There are plenty of motivational speakers out there who speak about being successful and purport to have the magic formula for success in their back pocket, all you need is to throw them a mere $97 (A $400 savings off of the regular price of $497) and they will show you exactly what you need to do in order to ensure your success.
Success requires luck. There, I said it. If you want to have a successful startup, you must get lucky.
Trouble is, success is not repeatable. You can’t just use the exact same formula that someone else did and be successful. You can’t just execute the same moves that Warren Buffet or Bill Gates did, then suddenly, in the same amount of time, be as rich as them. Most everyone that you probably consider successful today probably realized that success through pure luck – all of the planets had aligned for that one moment, and in that one moment, they were pushed into the limelight.
(Some people will argue – sure it is repeatable. How about “serial entrepreneurs”? If you ask me, they don’t really count as once they’ve hit their first success, no matter when it happens, they are on the “success side” already, and don’t need to try as hard to be noticed in the same way a lucky entrepreneur needs to be)
What are the planets for success?
Let’s start with timing. In the early 2000s, I ran a startup called AdviceTrader, which is a lot like Quora today. We started with async advice (you would post a question and people would answer it, just like Quora) and then moved on to providing instant chat and phone advice in the exact same way. Sounds like a great idea, right? It was, and still is – even today there are Q&A startups trying to duplicate that model. But we were too early, and we failed.
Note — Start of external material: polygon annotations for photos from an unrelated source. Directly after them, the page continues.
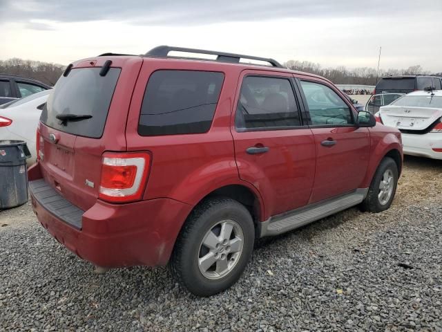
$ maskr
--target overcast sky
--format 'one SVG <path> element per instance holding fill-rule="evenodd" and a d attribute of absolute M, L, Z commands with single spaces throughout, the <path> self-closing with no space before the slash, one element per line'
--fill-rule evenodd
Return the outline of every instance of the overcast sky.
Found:
<path fill-rule="evenodd" d="M 442 72 L 442 0 L 0 0 L 0 59 L 67 64 L 173 45 Z"/>

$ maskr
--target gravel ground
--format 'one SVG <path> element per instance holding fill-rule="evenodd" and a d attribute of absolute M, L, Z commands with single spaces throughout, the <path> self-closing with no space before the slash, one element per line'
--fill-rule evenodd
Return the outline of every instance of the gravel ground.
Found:
<path fill-rule="evenodd" d="M 0 212 L 0 331 L 442 331 L 442 162 L 408 157 L 392 208 L 260 240 L 210 298 L 166 268 L 95 275 L 37 223 Z"/>

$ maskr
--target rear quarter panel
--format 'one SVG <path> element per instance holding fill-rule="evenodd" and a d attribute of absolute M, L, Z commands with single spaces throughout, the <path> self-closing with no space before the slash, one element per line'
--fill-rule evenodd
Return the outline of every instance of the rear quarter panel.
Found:
<path fill-rule="evenodd" d="M 388 152 L 394 149 L 398 150 L 401 154 L 401 163 L 403 160 L 401 132 L 398 130 L 379 123 L 376 123 L 375 127 L 369 128 L 369 130 L 371 140 L 370 160 L 361 186 L 364 188 L 370 186 L 372 179 L 381 160 Z"/>

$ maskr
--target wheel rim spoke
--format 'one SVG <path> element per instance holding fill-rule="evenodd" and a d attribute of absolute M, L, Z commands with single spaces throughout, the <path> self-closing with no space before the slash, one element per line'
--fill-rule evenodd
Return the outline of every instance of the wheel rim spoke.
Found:
<path fill-rule="evenodd" d="M 206 234 L 202 243 L 209 249 L 215 249 L 216 248 L 216 245 L 219 242 L 220 240 L 215 235 L 215 234 L 213 234 L 213 232 L 211 230 Z"/>
<path fill-rule="evenodd" d="M 216 261 L 215 254 L 210 252 L 199 259 L 198 264 L 202 270 L 206 271 Z"/>
<path fill-rule="evenodd" d="M 230 241 L 230 252 L 238 252 L 241 250 L 242 246 L 242 240 L 238 237 L 236 237 Z"/>
<path fill-rule="evenodd" d="M 227 264 L 227 259 L 224 258 L 224 259 L 219 259 L 216 262 L 215 272 L 218 275 L 222 275 L 228 268 L 229 268 L 229 264 Z"/>
<path fill-rule="evenodd" d="M 394 180 L 393 172 L 391 169 L 387 169 L 384 172 L 382 180 L 379 183 L 379 194 L 378 194 L 381 204 L 387 204 L 391 199 L 394 187 Z"/>
<path fill-rule="evenodd" d="M 223 223 L 221 225 L 221 232 L 220 233 L 220 238 L 221 238 L 222 240 L 229 241 L 230 239 L 230 237 L 232 234 L 233 230 L 233 225 L 231 223 L 227 221 Z"/>
<path fill-rule="evenodd" d="M 238 223 L 231 219 L 217 223 L 207 231 L 200 245 L 200 272 L 212 280 L 225 277 L 240 261 L 243 247 L 244 233 Z"/>

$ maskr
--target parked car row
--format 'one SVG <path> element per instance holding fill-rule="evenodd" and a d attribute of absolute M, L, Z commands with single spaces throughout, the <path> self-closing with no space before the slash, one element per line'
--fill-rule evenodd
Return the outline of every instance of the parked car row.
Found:
<path fill-rule="evenodd" d="M 24 140 L 31 158 L 28 165 L 37 161 L 35 133 L 40 115 L 51 90 L 44 90 L 0 106 L 0 140 Z"/>
<path fill-rule="evenodd" d="M 0 105 L 51 88 L 32 78 L 0 74 Z"/>

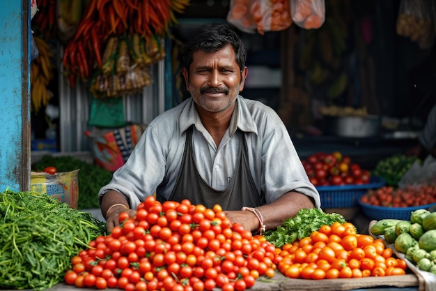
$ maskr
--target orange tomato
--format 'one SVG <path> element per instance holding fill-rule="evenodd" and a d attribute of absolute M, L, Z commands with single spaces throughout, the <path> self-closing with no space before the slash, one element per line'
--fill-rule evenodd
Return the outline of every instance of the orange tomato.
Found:
<path fill-rule="evenodd" d="M 358 268 L 352 269 L 351 271 L 352 271 L 351 276 L 352 278 L 361 278 L 364 276 L 364 274 L 362 274 L 362 271 L 361 271 L 360 269 L 358 269 Z"/>
<path fill-rule="evenodd" d="M 406 272 L 404 269 L 398 268 L 398 267 L 394 267 L 392 271 L 391 272 L 391 275 L 405 275 Z"/>
<path fill-rule="evenodd" d="M 350 260 L 350 253 L 346 250 L 339 250 L 335 253 L 336 258 L 343 259 L 345 262 L 348 262 Z"/>
<path fill-rule="evenodd" d="M 374 242 L 374 239 L 371 235 L 359 234 L 357 237 L 357 247 L 364 248 Z"/>
<path fill-rule="evenodd" d="M 341 244 L 338 244 L 334 241 L 328 243 L 327 244 L 327 246 L 332 248 L 333 251 L 334 251 L 335 253 L 337 252 L 338 251 L 343 250 L 343 246 L 342 246 Z"/>
<path fill-rule="evenodd" d="M 357 238 L 355 235 L 348 234 L 342 238 L 341 244 L 347 251 L 351 251 L 357 247 Z"/>
<path fill-rule="evenodd" d="M 400 258 L 396 259 L 396 260 L 397 260 L 397 262 L 398 263 L 397 266 L 398 267 L 401 268 L 403 270 L 405 270 L 406 269 L 407 269 L 407 264 L 406 264 L 406 261 Z"/>
<path fill-rule="evenodd" d="M 352 270 L 348 266 L 345 266 L 339 271 L 340 278 L 351 278 L 352 276 Z"/>
<path fill-rule="evenodd" d="M 325 278 L 325 271 L 322 269 L 316 268 L 311 274 L 311 278 L 313 280 L 322 280 Z"/>
<path fill-rule="evenodd" d="M 302 246 L 308 244 L 313 244 L 312 239 L 310 237 L 304 237 L 300 239 L 298 243 L 298 246 L 301 248 Z"/>
<path fill-rule="evenodd" d="M 324 241 L 317 241 L 315 244 L 313 244 L 313 248 L 322 248 L 325 246 L 327 246 L 327 244 Z"/>
<path fill-rule="evenodd" d="M 359 269 L 360 261 L 357 259 L 350 259 L 348 261 L 348 267 L 350 267 L 351 269 Z"/>
<path fill-rule="evenodd" d="M 315 268 L 313 267 L 307 266 L 301 271 L 301 272 L 299 273 L 299 275 L 301 276 L 302 278 L 304 279 L 310 279 L 312 275 L 312 273 L 313 273 L 314 271 L 315 271 Z"/>
<path fill-rule="evenodd" d="M 350 259 L 361 260 L 364 258 L 365 258 L 365 251 L 363 248 L 357 247 L 352 250 L 351 253 L 350 253 Z"/>
<path fill-rule="evenodd" d="M 332 263 L 336 258 L 336 254 L 332 248 L 326 246 L 321 249 L 318 257 L 320 259 L 324 259 L 328 262 Z"/>
<path fill-rule="evenodd" d="M 342 239 L 341 237 L 336 234 L 330 234 L 329 237 L 329 242 L 337 242 L 340 243 Z"/>
<path fill-rule="evenodd" d="M 372 244 L 372 246 L 374 246 L 375 248 L 375 253 L 377 253 L 377 255 L 382 255 L 384 251 L 384 244 L 374 242 Z"/>
<path fill-rule="evenodd" d="M 385 248 L 384 251 L 383 251 L 383 253 L 382 254 L 382 255 L 385 259 L 392 258 L 392 249 L 389 248 Z"/>
<path fill-rule="evenodd" d="M 330 233 L 332 233 L 332 227 L 330 227 L 330 225 L 326 224 L 320 227 L 319 232 L 325 234 L 329 235 Z"/>
<path fill-rule="evenodd" d="M 327 271 L 330 269 L 332 265 L 325 260 L 318 260 L 316 262 L 316 264 L 318 268 L 324 270 L 325 271 Z"/>
<path fill-rule="evenodd" d="M 286 269 L 284 274 L 286 277 L 297 278 L 299 278 L 299 266 L 298 264 L 291 264 Z"/>
<path fill-rule="evenodd" d="M 294 262 L 304 262 L 304 260 L 306 260 L 306 257 L 307 256 L 307 254 L 306 253 L 306 252 L 304 251 L 303 251 L 302 248 L 299 248 L 297 251 L 295 251 L 295 253 L 294 253 Z"/>
<path fill-rule="evenodd" d="M 364 251 L 365 251 L 365 257 L 369 258 L 370 259 L 375 259 L 375 256 L 377 255 L 377 251 L 375 247 L 373 245 L 368 245 L 364 248 Z"/>
<path fill-rule="evenodd" d="M 375 264 L 374 260 L 370 258 L 364 258 L 360 260 L 360 268 L 362 270 L 372 271 Z"/>
<path fill-rule="evenodd" d="M 316 262 L 318 259 L 318 255 L 316 253 L 309 253 L 304 259 L 304 262 L 311 263 Z"/>
<path fill-rule="evenodd" d="M 357 232 L 356 232 L 356 229 L 354 227 L 345 227 L 345 229 L 343 230 L 343 232 L 342 233 L 343 236 L 345 236 L 345 235 L 350 235 L 350 234 L 352 234 L 352 235 L 356 235 L 357 234 Z"/>
<path fill-rule="evenodd" d="M 343 259 L 336 258 L 332 262 L 332 268 L 336 269 L 338 270 L 341 270 L 342 268 L 346 266 L 347 266 L 347 262 Z"/>
<path fill-rule="evenodd" d="M 337 269 L 330 269 L 325 272 L 325 278 L 327 279 L 336 279 L 339 278 L 339 270 Z"/>
<path fill-rule="evenodd" d="M 362 277 L 369 277 L 371 276 L 371 271 L 368 269 L 361 270 Z"/>
<path fill-rule="evenodd" d="M 387 250 L 390 250 L 390 248 L 387 248 Z M 389 267 L 397 267 L 398 265 L 398 262 L 397 262 L 395 258 L 389 257 L 386 259 L 384 262 L 386 265 Z"/>
<path fill-rule="evenodd" d="M 303 246 L 301 247 L 301 249 L 304 251 L 304 252 L 306 253 L 309 253 L 312 251 L 312 250 L 313 249 L 313 246 L 310 244 L 307 244 L 304 245 Z"/>
<path fill-rule="evenodd" d="M 311 234 L 311 239 L 312 239 L 314 243 L 318 241 L 327 243 L 329 241 L 329 237 L 326 234 L 317 231 L 313 232 Z"/>
<path fill-rule="evenodd" d="M 343 232 L 345 230 L 345 226 L 341 224 L 336 224 L 333 226 L 334 225 L 334 223 L 332 225 L 332 234 L 336 234 L 339 237 L 342 237 L 343 236 Z"/>
<path fill-rule="evenodd" d="M 382 267 L 375 267 L 371 274 L 375 277 L 382 277 L 386 275 L 385 269 Z"/>

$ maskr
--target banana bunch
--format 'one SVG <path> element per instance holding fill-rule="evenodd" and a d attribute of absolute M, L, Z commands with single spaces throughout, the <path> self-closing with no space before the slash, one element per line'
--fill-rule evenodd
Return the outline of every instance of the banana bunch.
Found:
<path fill-rule="evenodd" d="M 39 55 L 30 65 L 31 108 L 37 113 L 42 106 L 48 104 L 53 96 L 53 93 L 47 89 L 47 86 L 54 77 L 51 59 L 54 56 L 45 41 L 38 36 L 34 38 Z"/>
<path fill-rule="evenodd" d="M 178 24 L 175 13 L 182 14 L 185 13 L 185 8 L 189 5 L 189 1 L 190 0 L 171 0 L 169 18 L 171 24 L 176 25 Z"/>

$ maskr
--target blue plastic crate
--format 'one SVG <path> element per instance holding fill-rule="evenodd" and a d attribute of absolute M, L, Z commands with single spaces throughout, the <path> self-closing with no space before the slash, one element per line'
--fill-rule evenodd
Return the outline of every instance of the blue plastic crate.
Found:
<path fill-rule="evenodd" d="M 410 207 L 387 207 L 384 206 L 375 206 L 364 203 L 360 200 L 359 200 L 359 204 L 366 216 L 376 221 L 389 218 L 410 221 L 410 214 L 415 210 L 427 209 L 430 212 L 433 212 L 436 210 L 436 203 Z"/>
<path fill-rule="evenodd" d="M 349 208 L 357 207 L 357 201 L 368 190 L 381 188 L 385 183 L 384 179 L 371 176 L 367 184 L 322 186 L 316 189 L 321 198 L 321 208 Z"/>

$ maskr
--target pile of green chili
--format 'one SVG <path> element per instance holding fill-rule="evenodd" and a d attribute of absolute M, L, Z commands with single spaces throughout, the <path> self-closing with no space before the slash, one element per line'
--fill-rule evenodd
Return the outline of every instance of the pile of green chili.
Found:
<path fill-rule="evenodd" d="M 71 258 L 104 223 L 45 194 L 0 193 L 0 289 L 43 290 L 62 282 Z"/>

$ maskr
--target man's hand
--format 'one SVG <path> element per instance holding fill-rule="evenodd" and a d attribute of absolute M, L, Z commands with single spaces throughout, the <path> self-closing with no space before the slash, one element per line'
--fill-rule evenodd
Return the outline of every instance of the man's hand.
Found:
<path fill-rule="evenodd" d="M 251 232 L 259 230 L 259 221 L 256 215 L 251 211 L 242 211 L 241 210 L 226 211 L 226 216 L 233 223 L 239 223 L 244 229 L 250 230 Z"/>
<path fill-rule="evenodd" d="M 130 217 L 134 217 L 137 214 L 136 210 L 127 209 L 124 207 L 114 207 L 107 214 L 106 218 L 106 229 L 108 232 L 111 232 L 112 228 L 120 225 L 120 214 L 123 212 L 127 212 Z"/>

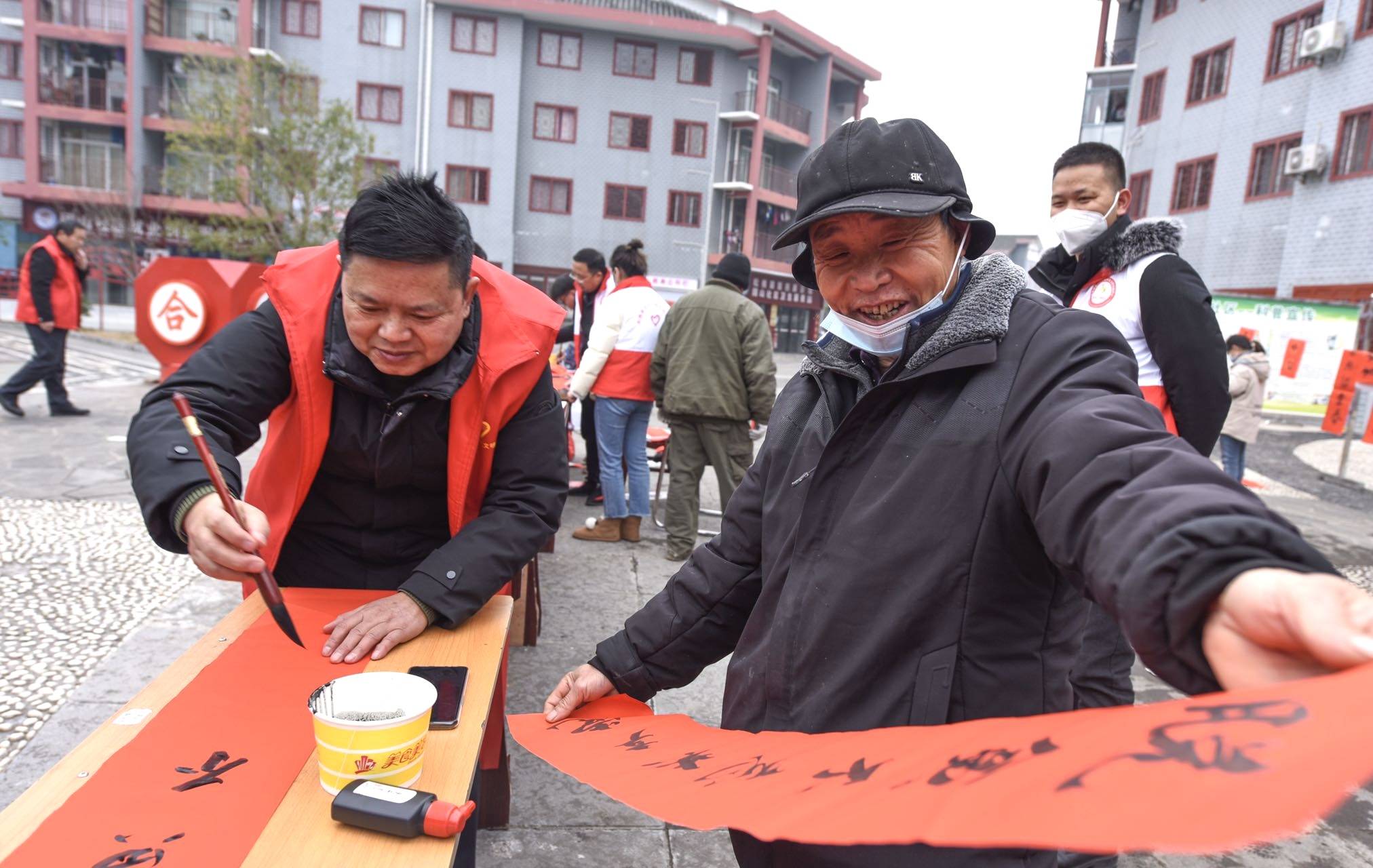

If we had enough traction to keep going, we might still be around today. But that’s just market timing. If you look at most success stories, the individuals either where either in the right place at the right time, or were noticed by someone in the press (or the pseudo press, like prominent bloggers) who then talked about them to their followers, one of which was an investor who got interested enough to connect.
On the people front, it should be painfully obvious to all of the introverts out there that success seems to require extroversion – that the ability to enjoy connecting with people and hanging out with people (and maybe even drinking with people) and just connecting people together makes a big difference. As I’ve said in previous posts – unlike the famous saying “It’s all about who you know” it’s actually the opposite “It’s all about who knows you.” And if you are an introvert, not a lot of people know about you. So, and as I said, this might be painful for you introvert founders, you need an extrovert on your team. Someone who can go out there and either use their existing connections, or make new ones for you.
Finally, yes, work, hard work, is still part of the solution. Although, if you ask me, it’s much less important that the other factors. If you can be as successful with an app which took you 6 hours to build as with an app which took a year to build, then you should probably be looking at doing the former.
So yes, startup success requires luck. But there is no reason you can’t increase your odds. You know what to do – now do it.